Beasts Head for Home
- Cover of the first Japanese edition
- Author: Kōbō Abe
- Original title: けものたちは故郷をめざす Kemono tachi wa kokyou wo mezasu
- Translator: Richard F. Calichman
- Language: Japanese
- Genre: Fiction & Literature
- Publisher: Columbia University Press
- Publication date: 1957
- Publication place: Japan
- Published in English: 2017
- Media type: Print
- Pages: 224 [US ed.]
- ISBN: 9780231177047
- OCLC: 969199237
- Dewey Decimal: 895.63/5
- LC Class: PL845.B4 K413 2017
- Website: Beasts Head for Home at CUP

= Beasts Head for Home =

1957 novel by Kōbō Abe

Beasts Head for Home (けものたちは故郷をめざす, Kemono tachi wa kokyou wo mezasu, 1957) is an early autobiographical novel by Japanese writer Kōbō Abe. It was translated into English, with an introduction, by Richard F. Calichman for Columbia University Press in 2017 as part of the Weatherhead Books on Asia series.

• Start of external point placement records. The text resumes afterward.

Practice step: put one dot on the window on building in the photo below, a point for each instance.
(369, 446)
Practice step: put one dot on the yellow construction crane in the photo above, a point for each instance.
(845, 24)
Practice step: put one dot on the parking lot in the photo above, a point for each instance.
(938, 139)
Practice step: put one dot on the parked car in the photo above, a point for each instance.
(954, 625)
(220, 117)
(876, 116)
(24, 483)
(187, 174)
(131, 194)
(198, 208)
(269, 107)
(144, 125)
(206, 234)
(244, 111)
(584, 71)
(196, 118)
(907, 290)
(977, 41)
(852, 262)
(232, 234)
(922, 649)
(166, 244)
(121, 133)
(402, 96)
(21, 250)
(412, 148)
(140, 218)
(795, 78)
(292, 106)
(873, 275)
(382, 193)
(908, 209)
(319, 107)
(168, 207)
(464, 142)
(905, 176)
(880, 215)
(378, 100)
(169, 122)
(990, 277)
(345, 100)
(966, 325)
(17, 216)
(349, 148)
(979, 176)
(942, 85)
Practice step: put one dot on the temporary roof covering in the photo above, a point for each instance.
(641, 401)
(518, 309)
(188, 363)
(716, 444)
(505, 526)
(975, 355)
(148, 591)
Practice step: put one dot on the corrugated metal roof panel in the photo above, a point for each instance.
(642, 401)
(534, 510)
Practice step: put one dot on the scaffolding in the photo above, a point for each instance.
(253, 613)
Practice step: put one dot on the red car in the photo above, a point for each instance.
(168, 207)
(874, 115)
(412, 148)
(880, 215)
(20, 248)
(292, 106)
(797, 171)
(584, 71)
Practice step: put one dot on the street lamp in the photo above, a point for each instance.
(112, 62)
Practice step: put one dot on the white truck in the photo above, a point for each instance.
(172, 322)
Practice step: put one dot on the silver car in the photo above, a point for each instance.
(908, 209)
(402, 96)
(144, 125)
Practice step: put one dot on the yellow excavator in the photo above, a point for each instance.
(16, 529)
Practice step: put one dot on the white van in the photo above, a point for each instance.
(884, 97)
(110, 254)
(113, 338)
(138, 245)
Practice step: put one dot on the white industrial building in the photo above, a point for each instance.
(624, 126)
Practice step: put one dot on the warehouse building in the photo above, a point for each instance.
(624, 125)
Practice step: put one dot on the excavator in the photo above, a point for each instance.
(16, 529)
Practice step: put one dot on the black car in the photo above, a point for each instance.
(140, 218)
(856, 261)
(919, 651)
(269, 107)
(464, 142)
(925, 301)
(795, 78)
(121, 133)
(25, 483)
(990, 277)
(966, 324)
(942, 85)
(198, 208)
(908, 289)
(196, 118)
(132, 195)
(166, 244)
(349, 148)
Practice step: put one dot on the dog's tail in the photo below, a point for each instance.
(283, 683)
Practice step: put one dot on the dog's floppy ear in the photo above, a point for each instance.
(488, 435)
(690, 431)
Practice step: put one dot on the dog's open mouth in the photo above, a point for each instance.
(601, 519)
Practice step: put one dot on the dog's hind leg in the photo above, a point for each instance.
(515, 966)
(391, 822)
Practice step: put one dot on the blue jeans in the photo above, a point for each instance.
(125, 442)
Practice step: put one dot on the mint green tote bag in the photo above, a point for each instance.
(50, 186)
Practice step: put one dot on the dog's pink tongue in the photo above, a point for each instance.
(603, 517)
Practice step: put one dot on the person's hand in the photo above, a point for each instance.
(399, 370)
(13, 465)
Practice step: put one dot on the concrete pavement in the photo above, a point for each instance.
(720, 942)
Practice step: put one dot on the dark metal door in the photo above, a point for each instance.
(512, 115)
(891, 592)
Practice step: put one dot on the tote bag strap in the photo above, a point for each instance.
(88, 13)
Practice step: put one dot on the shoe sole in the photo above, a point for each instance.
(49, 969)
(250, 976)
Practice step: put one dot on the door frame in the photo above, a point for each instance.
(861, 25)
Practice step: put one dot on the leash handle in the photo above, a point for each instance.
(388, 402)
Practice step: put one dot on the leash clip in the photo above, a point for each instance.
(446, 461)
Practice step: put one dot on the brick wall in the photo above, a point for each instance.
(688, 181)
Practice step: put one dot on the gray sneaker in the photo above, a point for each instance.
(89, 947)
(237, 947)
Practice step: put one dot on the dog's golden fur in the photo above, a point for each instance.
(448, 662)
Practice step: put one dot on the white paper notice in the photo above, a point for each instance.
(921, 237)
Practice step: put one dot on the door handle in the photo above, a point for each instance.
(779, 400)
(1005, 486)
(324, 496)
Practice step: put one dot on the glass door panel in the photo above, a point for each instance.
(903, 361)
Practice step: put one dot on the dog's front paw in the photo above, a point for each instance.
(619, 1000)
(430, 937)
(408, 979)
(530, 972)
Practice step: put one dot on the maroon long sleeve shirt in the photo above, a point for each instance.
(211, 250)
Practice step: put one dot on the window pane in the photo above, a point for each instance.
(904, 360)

The books is divided into four chapters: "The Rusted Tracks," "The Flag," "The Trap," and "Doors."

== Background ==
After the end of the Second World War in 1946, Abe decided to return to Japan from Mukden in Manchuria after his business went bankrupt. When evidence of cholera was found on board the ship home, it was barred from port and quarantined for ten days. Being so close to home, yet unable to disembark, many of the passengers began to exhibit signs of insanity in much the same way as the main character does at the end of the novel. It was this experience, at least in part, that served as the inspiration for Beasts.

== Plot ==

The story concerns a Japanese adolescent named Kiku Kyuzo, an orphan living in Manchuria at the end of the Japanese occupation in 1945, who attempts to make his way back to his ancestral homeland, a country he has never known. Soviet forces have arrived in Manchuria, and most of the Japanese civilians living there have already fled, but Kyuzo stays behind to care for his ailing mother. After her death, Kyuzo becomes the charge of two Soviet soldiers, who treat him well but will not allow him to leave. At the onset of the Chinese Civil War, the Red Army withdraws, and Kyuzo is finally able to begin the long journey south that he hopes will lead to his repatriation in Japan.

== Reception ==
Kirkus Reviews describes the novel as "a memorable portrait of statelessness, exile, and wandering." In the Asian Review of Books, Peter Gordon writes "Beasts Head for Home is as riveting and as unforgiving as the frigid Civil War wilderness in which it is set," praises Calichman's translation, but finds his introduction to be "overly complex for the lay reader." The Memphis Flyer finds Beasts to be a "good novel," but "a preparation for the greater novels to come."